Diante disso, creio que o amor foi idealizado e distanciado do que realmente é, ninguém vive amores perfeitos como no cinema. A Bíblia fala do amor no trecho Coríntios 13 - http://www.portaldabiblia.com/?do=p&p=1cor%2013&v=aa - como algo benevolente, paciente e forte. Mas, a prática desse amor é difícil, pois somos humanos e por mais que tentemos devotar o nosso melhor, erramos, e é ai que surge o desafio.

Penso que os amores verdadeiros são construídos no dia a dia, com compreensão, companheirismo, verdade, amizade, carinho, e acima de tudo, disposição. Uma palavra que coloco como sinônimo de amor, pois é necessário estar disposto a construir e superar dificuldades, principalmente quando a paixão - sentimento naturalmente efêmero - acaba.

Disposição é necessária para entender e superar diferenças e fraquezas, corrigir e perdoar erros, não cobrar do outro o que ele jamais poderá dar, e ainda cultivar e aproveitar o bom do amor. Tendo o cuidado de conquistar diariamente a pessoa amada, além de curtir momentos únicos que apenas o companheirismo e a intimidade permitem.

É necessário estar disposto a seguir o mesmo caminho, ter objetivos comuns. Lembrando que um casal é constituído por dois seres humanos diferentes, com educações, formação moral e intelectual e visão de mundo distintas. Disposição é o fator principal para estabelecer uma relação verdadeira e duradoura. Quando isso acaba ou inexiste entre duas pessoas, não há motivos para que elas fiquem juntas.

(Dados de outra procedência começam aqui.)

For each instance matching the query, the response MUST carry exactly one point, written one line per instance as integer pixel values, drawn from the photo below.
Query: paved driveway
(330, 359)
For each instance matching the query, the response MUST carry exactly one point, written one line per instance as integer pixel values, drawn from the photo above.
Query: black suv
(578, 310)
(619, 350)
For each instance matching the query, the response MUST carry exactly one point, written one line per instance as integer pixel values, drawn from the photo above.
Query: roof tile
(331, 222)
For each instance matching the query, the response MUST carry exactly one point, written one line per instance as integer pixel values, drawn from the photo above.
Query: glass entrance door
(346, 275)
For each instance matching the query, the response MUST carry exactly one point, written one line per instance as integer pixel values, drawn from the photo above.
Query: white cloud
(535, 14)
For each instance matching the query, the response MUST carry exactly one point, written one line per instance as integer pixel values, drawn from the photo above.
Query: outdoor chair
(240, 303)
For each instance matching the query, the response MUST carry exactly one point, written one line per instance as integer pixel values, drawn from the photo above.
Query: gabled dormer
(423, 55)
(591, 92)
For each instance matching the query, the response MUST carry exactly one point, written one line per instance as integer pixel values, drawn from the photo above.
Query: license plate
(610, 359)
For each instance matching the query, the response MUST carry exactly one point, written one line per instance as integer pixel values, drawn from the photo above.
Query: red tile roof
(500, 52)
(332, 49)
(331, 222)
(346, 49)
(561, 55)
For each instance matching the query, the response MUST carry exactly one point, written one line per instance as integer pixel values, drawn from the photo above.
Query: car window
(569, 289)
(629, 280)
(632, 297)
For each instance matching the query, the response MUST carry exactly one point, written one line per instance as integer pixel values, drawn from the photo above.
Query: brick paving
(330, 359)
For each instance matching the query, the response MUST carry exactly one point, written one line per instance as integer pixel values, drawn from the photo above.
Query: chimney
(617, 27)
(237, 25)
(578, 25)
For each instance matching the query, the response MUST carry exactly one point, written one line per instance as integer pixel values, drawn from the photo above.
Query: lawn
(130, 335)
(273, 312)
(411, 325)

E acrescento que essa disposição se estende para as relações familiares e também as amizades, pelo simples fato de que é necessário estar disposto a fazer o bem para o outro. Sem dúvida, creio que a palavra disposição deve ser incluída como sinônimo de amor.


Silas Macedo

quarta-feira, 4 de janeiro de 2012

Valor e vivências

Esses dias tive uma vivência que me fez refletir muito sobre minha real postura diante da vida. Qual o real valor das coisas e situações? Se perguntar a alguém sobre o que vale mais, ter um bem material durável ou uma experiência, em geral, as pessoas respondem a vivência. Mas, na prática não funciona assim, penso que somos condicionados a acreditar em valores "palpáveis".
O aprendizado aconteceu em um final de semana em que comprei um tênis novo - não muito caro admito, mas estiloso - e fui a um encontro de amigos em um sábado a noite. Naquela noite, fui surpreendido com um convite para ir a cidade de Paranapiacaba, em São Paulo, junto de outros amigos. No domingo pela manhã nos encontramos e seguimos rumo a cidade turística. Ao chegar no local, um município conhecido pelas neblinas e a forte umidade, fui informado que iriamos fazer uma trilha em meio a mata.
Como assim? Pensei que seria um passeio tranquilo por ruas asfaltadas e não por trilhas barrentas. E o tênis novo? - questionei. Segui com o grupo, inicialmente preocupado em não sujar o calçado e não cair no caminho. No decorrer do processo, me dei conta que deveria fazer uma escolha, supostamente simples, mas que diz muito sobre nós (seres humanos). Deveria continuar me preocupando com o tênis novo ou desfrutar a beleza do local e a companhia dos amigos?
Algo que me remeteu a uma parábola que ouvi quando pequeno que dizia que o grande desafio do homem era vir ao mundo, aproveitar tudo, olhar cada detalhe, sentir cada momento, sem perder o foco de onde veio e para onde quer ir.
Decidi, literalmente atolar o pé na lama, e tirar o melhor daquele momento. Carpe Diem - aproveite o dia em latim. Observei cada paisagem, cada detalhes, buscando registrar na minha mente o melhor daquele momento. O local, as pessoas, cada experiência. Ao final, chegamos a uma cachoeira que nos permitiu lavar a alma e voltar renovamos.
Questiono quantas vezes nos pegamos cometendo ações como esta, no qual se eu tivesse optado em ficar no começo do caminho para poupar o tênis do barro, teria perdido a oportunidade de vivenciar algo tão bom. E depois, cerca de uma semana, me deparei com um tênis desbotado, confeccionado com um material de segunda linha.
Viva intensamente e retire o melhor da vida, pois dela só levamos as memórias, aprendizados e amores verdadeiros.